The vast majority of research has not found a relationship between cognitive performance and duration of MA use. Findings from studies utilizing potentially more accurate measures of MA administration such as frequency of use or amount of recent use have been mixed, with the majority of studies not finding a relationship between cognition and estimates of cumulative lifetime dose. In addition, most of the statistically significant relationships cited previously were found in post-hoc analyses that analyzed the relationship between multiple MA use parameters and multiple cognitive tests, without consideration of Type I error rate or confounding variables. As such, the available evidence for a linear relationship between self-reported MA usage and cognitive performance is weak.

POTENTIAL MODERATORS OF THE RELATIONSHIP BETWEEN COGNITION AND MA ABUSE

Given that MA exposure does not appear to be linearly related to cognitive function in humans, but animal studies and other sources of data do suggest that MA causes cognitive decline in some individuals, authors have suggested that other factors may moderate the relationship between MA exposure and cognitive decline (Cherner et al, 2010b; Dean and London, 2010). Moderating variables may also help to explain variability in the cognitive performance of MA-dependent participants. For example, although some MA-dependent participants show significant impairment relative to demographic normative data, others perform well within expected levels (Dean and London, 2010). Likewise, animal studies show that not all animals exposed to MA decline in cognitive function, or decline to the same degree (Clark et al, 2007; Daberkow et al, 2005; Groman et al, 2012). The susceptibility to the development of cognitive decline may thus depend on moderating variables.

Starost

It is well known in the neuropsychological literature that similar neurological insults do not confer the same degree of cognitive decline in all individuals. In particular, the age at which the insult occurs can significantly affect the clinical outcome. Research suggests that, with other factors controlled, older individuals generally have a worse outcome from various types of neurological injury than younger individuals (Hukkelhoven et al, 2003; Lanzino et al, 1996; Luerssen et al, 1988; Weimar et al, 2004). Such findings have supported the hypothesis that younger individuals have greater brain reserve and neural plasticity to withstand neurological injury than older adults (for review, see Satz (1993)).

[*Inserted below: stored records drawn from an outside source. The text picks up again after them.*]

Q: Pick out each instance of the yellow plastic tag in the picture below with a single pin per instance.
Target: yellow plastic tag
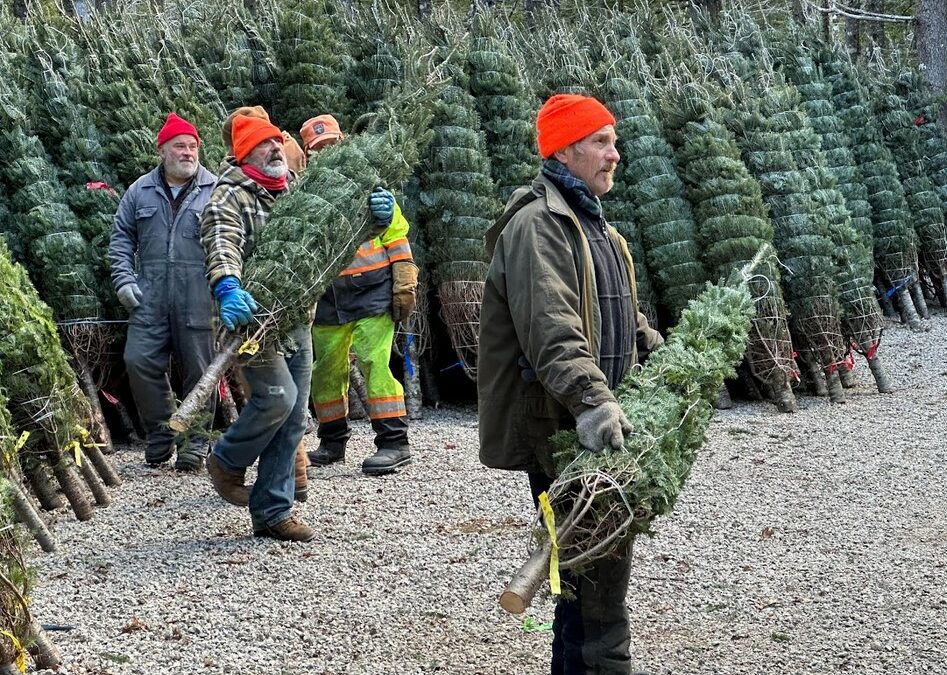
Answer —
(550, 519)
(20, 652)
(86, 439)
(250, 347)
(73, 446)
(21, 441)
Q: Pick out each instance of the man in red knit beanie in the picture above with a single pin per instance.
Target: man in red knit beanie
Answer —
(157, 271)
(559, 328)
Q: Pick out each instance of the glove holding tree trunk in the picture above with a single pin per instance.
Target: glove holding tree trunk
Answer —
(130, 296)
(404, 277)
(602, 426)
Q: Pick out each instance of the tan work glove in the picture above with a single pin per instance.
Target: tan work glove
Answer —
(295, 157)
(404, 276)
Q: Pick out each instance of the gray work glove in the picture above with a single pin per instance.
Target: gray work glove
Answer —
(130, 296)
(601, 426)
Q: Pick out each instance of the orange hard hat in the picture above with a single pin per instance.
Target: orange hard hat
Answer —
(318, 131)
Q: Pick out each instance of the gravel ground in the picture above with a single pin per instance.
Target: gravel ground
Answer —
(805, 543)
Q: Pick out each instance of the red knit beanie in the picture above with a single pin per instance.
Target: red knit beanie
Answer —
(567, 118)
(175, 126)
(249, 132)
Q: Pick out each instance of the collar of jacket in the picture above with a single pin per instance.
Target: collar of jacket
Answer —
(203, 178)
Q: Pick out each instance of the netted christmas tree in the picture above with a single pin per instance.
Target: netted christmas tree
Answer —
(768, 127)
(894, 239)
(824, 151)
(311, 62)
(655, 190)
(600, 500)
(903, 139)
(620, 210)
(732, 224)
(458, 205)
(924, 105)
(502, 102)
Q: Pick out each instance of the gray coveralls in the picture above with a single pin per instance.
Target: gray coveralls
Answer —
(175, 317)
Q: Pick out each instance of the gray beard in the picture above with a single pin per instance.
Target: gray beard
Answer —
(275, 171)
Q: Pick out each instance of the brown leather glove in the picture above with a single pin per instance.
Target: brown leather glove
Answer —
(295, 157)
(404, 276)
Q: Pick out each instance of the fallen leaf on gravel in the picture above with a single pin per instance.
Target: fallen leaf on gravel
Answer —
(135, 625)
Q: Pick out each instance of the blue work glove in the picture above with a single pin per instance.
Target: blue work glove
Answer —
(236, 305)
(382, 204)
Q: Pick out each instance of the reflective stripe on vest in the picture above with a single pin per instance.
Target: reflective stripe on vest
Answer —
(333, 410)
(386, 406)
(370, 256)
(399, 249)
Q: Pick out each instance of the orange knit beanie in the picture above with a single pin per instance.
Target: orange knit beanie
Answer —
(249, 132)
(567, 118)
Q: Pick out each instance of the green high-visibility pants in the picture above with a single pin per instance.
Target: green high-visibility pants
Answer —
(370, 338)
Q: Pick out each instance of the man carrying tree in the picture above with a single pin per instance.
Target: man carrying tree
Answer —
(296, 161)
(272, 423)
(559, 328)
(359, 312)
(169, 304)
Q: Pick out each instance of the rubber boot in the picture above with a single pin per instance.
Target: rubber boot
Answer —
(386, 460)
(329, 452)
(301, 493)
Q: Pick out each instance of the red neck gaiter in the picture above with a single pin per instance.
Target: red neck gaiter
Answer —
(264, 181)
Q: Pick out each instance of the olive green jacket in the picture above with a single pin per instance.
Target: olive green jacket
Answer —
(540, 301)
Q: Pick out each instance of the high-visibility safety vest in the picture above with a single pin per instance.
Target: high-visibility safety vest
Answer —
(364, 287)
(390, 246)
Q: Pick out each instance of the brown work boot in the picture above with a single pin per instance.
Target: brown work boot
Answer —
(291, 529)
(228, 485)
(302, 480)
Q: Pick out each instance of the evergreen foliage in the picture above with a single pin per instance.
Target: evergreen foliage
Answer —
(311, 66)
(656, 191)
(670, 402)
(312, 233)
(771, 131)
(894, 240)
(502, 103)
(903, 139)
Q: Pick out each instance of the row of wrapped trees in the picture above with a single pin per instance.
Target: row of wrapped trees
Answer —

Studies in drug abuse have likewise suggested that the aging brain is less able to compensate for repeated drug exposure than the younger brain (see Dowling et al (2008)). For example, research suggests that alcohol abuse may have greater neurotoxic and cognitive effects in older individuals than younger individuals, particularly after the age of 50 (Rourke and Grant, 1999; Schottenbauer et al, 2007). Likewise, in animals, MA exposure has been shown to have a greater effect on markers of neuronal damage (Teuchert-Noodt and Dawirs, 1991) and extracellular dopamine levels (Bowyer et al, 1993) in older animals than younger animals. In humans, relatively little research has examined the interaction between age and MA abuse. The meta-analysis by Scott et al (2007) found that the effect size differences in cognitive performance between MA participants and control participants increased with increasing age, but it is unclear whether this effect was due to age effects alone, or interactions between age and MA use. However, these authors also noted that most of the participants in cognitive studies of MA abuse have been relatively young, with a mean age in the 30s or younger. To the extent that deficits in cognitive function become more pronounced with increasing age, the current literature may thus underestimate the lifetime prevalence of cognitive deficits in MA-abusing individuals.

Izobraževanje

Individuals with higher levels of education tend to have a better cognitive outcome in the context of a neurological injury than those with lower levels of education (Barnett et al, 2006; Elkins et al, 2006; Jones et al, 2006; Kesler et al, 2003; McDowell et al, 2007; Stern, 2002). Although brain reserve related to educational level has also been implicated as a protective factor in the development of cognitive deficits in substance use (Fein and Di Sclafani, 2004), to our knowledge, no research has examined the interaction between educational level and cognitive deficits in MA abuse.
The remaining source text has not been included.